Since, internally, `LiftingConvolution`

makes use of a further dimension to comprehend the product of translations and rotations, the output is just not four-, however five-dimensional.

## Step 3: Group convolutions

Now that we’re in “group-extended area”, we will chain a lot of layers the place each enter and output are *group convolution* layers. For instance:

```
group_conv <- GroupConvolution(
group = CyclicGroup(order = 4),
kernel_size = 5,
in_channels = 8,
out_channels = 16
)
z <- group_conv(y)
z$form
```

`[1] 2 16 4 24 24`

All that continues to be to be executed is bundle this up. That’s what `gcnn::GroupEquivariantCNN()`

does.

## Step 4: Group-equivariant CNN

We will name `GroupEquivariantCNN()`

like so.

```
cnn <- GroupEquivariantCNN(
group = CyclicGroup(order = 4),
kernel_size = 5,
in_channels = 1,
out_channels = 1,
num_hidden = 2, # variety of group convolutions
hidden_channels = 16 # variety of channels per group conv layer
)
img <- torch::torch_randn(c(4, 1, 32, 32))
cnn(img)$form
```

`[1] 4 1`

At informal look, this `GroupEquivariantCNN`

appears to be like like all previous CNN … weren’t it for the `group`

argument.

Now, once we examine its output, we see that the extra dimension is gone. That’s as a result of after a sequence of group-to-group convolution layers, the module initiatives all the way down to a illustration that, for every batch merchandise, retains channels solely. It thus averages not simply over places – as we usually do – however over the group dimension as properly. A last linear layer will then present the requested classifier output (of dimension `out_channels`

).

And there we have now the entire structure. It’s time for a real-world(*ish*) take a look at.

## Rotated digits!

The thought is to coach two convnets, a “regular” CNN and a group-equivariant one, on the standard MNIST coaching set. Then, each are evaluated on an augmented take a look at set the place every picture is randomly rotated by a steady rotation between 0 and 360 levels. We don’t anticipate `GroupEquivariantCNN`

to be “good” – not if we equip with (C_4) as a symmetry group. Strictly, with (C_4), equivariance extends over 4 positions solely. However we do hope it is going to carry out considerably higher than the shift-equivariant-only customary structure.

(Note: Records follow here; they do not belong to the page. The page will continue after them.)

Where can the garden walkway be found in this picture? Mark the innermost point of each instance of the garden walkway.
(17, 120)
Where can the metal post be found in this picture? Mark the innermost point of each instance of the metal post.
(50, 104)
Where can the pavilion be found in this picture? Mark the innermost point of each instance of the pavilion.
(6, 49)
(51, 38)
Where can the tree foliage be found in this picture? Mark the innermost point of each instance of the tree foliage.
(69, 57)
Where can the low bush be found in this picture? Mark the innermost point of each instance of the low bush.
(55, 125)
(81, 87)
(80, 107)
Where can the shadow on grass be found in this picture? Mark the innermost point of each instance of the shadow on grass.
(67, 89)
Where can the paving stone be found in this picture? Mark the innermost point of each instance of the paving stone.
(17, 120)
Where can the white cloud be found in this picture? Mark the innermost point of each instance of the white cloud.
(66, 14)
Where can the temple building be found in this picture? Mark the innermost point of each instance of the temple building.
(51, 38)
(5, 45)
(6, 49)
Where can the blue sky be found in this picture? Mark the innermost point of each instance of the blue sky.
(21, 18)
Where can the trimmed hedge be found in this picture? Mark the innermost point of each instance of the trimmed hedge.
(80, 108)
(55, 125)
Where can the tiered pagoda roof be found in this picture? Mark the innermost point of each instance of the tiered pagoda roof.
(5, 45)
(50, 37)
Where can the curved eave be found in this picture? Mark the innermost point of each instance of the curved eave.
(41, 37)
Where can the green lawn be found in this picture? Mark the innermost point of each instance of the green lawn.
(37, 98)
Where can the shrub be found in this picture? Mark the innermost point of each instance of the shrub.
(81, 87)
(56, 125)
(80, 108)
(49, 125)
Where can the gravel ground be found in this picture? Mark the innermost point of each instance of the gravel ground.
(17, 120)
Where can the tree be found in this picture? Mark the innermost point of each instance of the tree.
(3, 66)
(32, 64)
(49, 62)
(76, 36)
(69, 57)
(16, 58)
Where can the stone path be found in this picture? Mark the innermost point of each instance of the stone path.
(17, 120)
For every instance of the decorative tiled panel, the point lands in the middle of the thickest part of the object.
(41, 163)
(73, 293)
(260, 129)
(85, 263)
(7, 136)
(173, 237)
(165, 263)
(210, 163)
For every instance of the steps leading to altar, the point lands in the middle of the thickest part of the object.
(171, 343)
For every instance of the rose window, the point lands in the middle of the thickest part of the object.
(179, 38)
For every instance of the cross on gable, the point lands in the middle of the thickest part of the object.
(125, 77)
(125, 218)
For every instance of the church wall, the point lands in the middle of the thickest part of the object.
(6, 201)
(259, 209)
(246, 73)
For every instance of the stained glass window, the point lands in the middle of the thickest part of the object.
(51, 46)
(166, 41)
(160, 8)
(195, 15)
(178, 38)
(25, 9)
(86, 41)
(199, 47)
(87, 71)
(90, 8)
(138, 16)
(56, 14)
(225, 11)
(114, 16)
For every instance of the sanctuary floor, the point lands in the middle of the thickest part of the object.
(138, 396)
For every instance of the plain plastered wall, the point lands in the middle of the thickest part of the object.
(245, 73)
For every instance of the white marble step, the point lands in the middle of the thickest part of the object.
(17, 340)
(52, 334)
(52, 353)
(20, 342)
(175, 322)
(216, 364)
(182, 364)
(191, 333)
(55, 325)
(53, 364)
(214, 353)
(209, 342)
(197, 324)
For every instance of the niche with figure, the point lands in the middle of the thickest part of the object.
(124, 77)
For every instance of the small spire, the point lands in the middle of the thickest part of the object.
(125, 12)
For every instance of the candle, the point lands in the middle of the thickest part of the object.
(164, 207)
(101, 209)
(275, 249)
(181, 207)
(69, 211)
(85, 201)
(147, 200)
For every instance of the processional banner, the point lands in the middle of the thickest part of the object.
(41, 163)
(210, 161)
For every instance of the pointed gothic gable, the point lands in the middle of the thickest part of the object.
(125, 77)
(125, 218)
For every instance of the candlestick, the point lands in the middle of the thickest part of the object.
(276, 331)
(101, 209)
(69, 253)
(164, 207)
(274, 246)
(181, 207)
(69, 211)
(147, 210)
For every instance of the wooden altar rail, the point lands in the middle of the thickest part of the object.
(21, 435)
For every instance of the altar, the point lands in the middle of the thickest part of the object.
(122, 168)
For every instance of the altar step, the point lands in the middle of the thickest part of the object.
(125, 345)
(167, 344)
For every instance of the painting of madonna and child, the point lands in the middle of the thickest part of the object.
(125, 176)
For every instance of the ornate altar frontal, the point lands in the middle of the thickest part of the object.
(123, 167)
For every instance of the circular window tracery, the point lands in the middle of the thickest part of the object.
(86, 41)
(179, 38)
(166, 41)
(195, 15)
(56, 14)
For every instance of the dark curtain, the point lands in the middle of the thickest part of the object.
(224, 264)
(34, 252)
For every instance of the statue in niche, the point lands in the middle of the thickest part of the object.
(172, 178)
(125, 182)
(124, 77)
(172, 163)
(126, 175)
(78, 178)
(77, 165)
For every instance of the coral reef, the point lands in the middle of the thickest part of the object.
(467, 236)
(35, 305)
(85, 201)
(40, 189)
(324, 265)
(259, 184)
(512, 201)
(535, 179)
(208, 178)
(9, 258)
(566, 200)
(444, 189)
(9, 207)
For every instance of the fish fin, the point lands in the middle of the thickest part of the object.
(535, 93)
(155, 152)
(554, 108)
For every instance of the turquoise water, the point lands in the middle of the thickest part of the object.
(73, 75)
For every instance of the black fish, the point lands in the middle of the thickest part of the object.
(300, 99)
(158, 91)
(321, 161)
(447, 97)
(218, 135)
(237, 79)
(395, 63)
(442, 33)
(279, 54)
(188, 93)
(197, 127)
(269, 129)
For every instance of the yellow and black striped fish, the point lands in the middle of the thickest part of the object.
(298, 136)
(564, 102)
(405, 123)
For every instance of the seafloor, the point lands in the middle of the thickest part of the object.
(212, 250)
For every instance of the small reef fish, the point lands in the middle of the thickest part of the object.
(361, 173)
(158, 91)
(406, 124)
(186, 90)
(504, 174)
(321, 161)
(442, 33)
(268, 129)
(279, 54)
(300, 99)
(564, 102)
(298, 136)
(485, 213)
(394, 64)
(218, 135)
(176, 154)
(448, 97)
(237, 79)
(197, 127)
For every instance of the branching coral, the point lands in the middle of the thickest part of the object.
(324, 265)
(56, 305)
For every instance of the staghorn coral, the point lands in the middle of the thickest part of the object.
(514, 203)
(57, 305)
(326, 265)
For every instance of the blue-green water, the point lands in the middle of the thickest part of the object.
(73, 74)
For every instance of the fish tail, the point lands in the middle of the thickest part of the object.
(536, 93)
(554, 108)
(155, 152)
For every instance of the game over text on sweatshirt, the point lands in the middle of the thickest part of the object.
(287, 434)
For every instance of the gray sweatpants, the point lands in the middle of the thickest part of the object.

First, we put together the information; specifically, the augmented take a look at set.

```
dir <- "/tmp/mnist"
train_ds <- torchvision::mnist_dataset(
dir,
obtain = TRUE,
rework = torchvision::transform_to_tensor
)
test_ds <- torchvision::mnist_dataset(
dir,
prepare = FALSE,
rework = operate(x) >
torchvision::transform_to_tensor()
)
train_dl <- dataloader(train_ds, batch_size = 128, shuffle = TRUE)
test_dl <- dataloader(test_ds, batch_size = 128)
```

How does it look?

We first outline and prepare a standard CNN. It’s as just like `GroupEquivariantCNN()`

, architecture-wise, as potential, and is given twice the variety of hidden channels, in order to have comparable capability total.

```
default_cnn <- nn_module(
"default_cnn",
initialize = operate(kernel_size, in_channels, out_channels, num_hidden, hidden_channels) {
self$conv1 <- torch::nn_conv2d(in_channels, hidden_channels, kernel_size)
self$convs <- torch::nn_module_list()
for (i in 1:num_hidden) {
self$convs$append(torch::nn_conv2d(hidden_channels, hidden_channels, kernel_size))
}
self$avg_pool <- torch::nn_adaptive_avg_pool2d(1)
self$final_linear <- torch::nn_linear(hidden_channels, out_channels)
},
ahead = operate(x) >
torch::nnf_relu()
for (i in 1:(size(self$convs))) >
torch::nnf_relu()
x <- x
)
fitted <- default_cnn |>
luz::setup(
loss = torch::nn_cross_entropy_loss(),
optimizer = torch::optim_adam,
metrics = record(
luz::luz_metric_accuracy()
)
) |>
luz::set_hparams(
kernel_size = 5,
in_channels = 1,
out_channels = 10,
num_hidden = 4,
hidden_channels = 32
) %>%
luz::set_opt_hparams(lr = 1e-2, weight_decay = 1e-4) |>
luz::match(train_dl, epochs = 10, valid_data = test_dl)
```

```
Practice metrics: Loss: 0.0498 - Acc: 0.9843
Legitimate metrics: Loss: 3.2445 - Acc: 0.4479
```

Unsurprisingly, accuracy on the take a look at set is just not that nice.

Subsequent, we prepare the group-equivariant model.

```
fitted <- GroupEquivariantCNN |>
luz::setup(
loss = torch::nn_cross_entropy_loss(),
optimizer = torch::optim_adam,
metrics = record(
luz::luz_metric_accuracy()
)
) |>
luz::set_hparams(
group = CyclicGroup(order = 4),
kernel_size = 5,
in_channels = 1,
out_channels = 10,
num_hidden = 4,
hidden_channels = 16
) |>
luz::set_opt_hparams(lr = 1e-2, weight_decay = 1e-4) |>
luz::match(train_dl, epochs = 10, valid_data = test_dl)
```

```
Practice metrics: Loss: 0.1102 - Acc: 0.9667
Legitimate metrics: Loss: 0.4969 - Acc: 0.8549
```

For the group-equivariant CNN, accuracies on take a look at and coaching units are rather a lot nearer. That may be a good outcome! Let’s wrap up as we speak’s exploit resuming a thought from the primary, extra high-level publish.

## A problem

Going again to the augmented take a look at set, or reasonably, the samples of digits displayed, we discover an issue. In row two, column 4, there’s a digit that “beneath regular circumstances”, must be a 9, however, most likely, is an upside-down 6. (To a human, what suggests that is the squiggle-like factor that appears to be discovered extra typically with sixes than with nines.) Nevertheless, you might ask: does this *have* to be an issue? Possibly the community simply must be taught the subtleties, the sorts of issues a human would spot?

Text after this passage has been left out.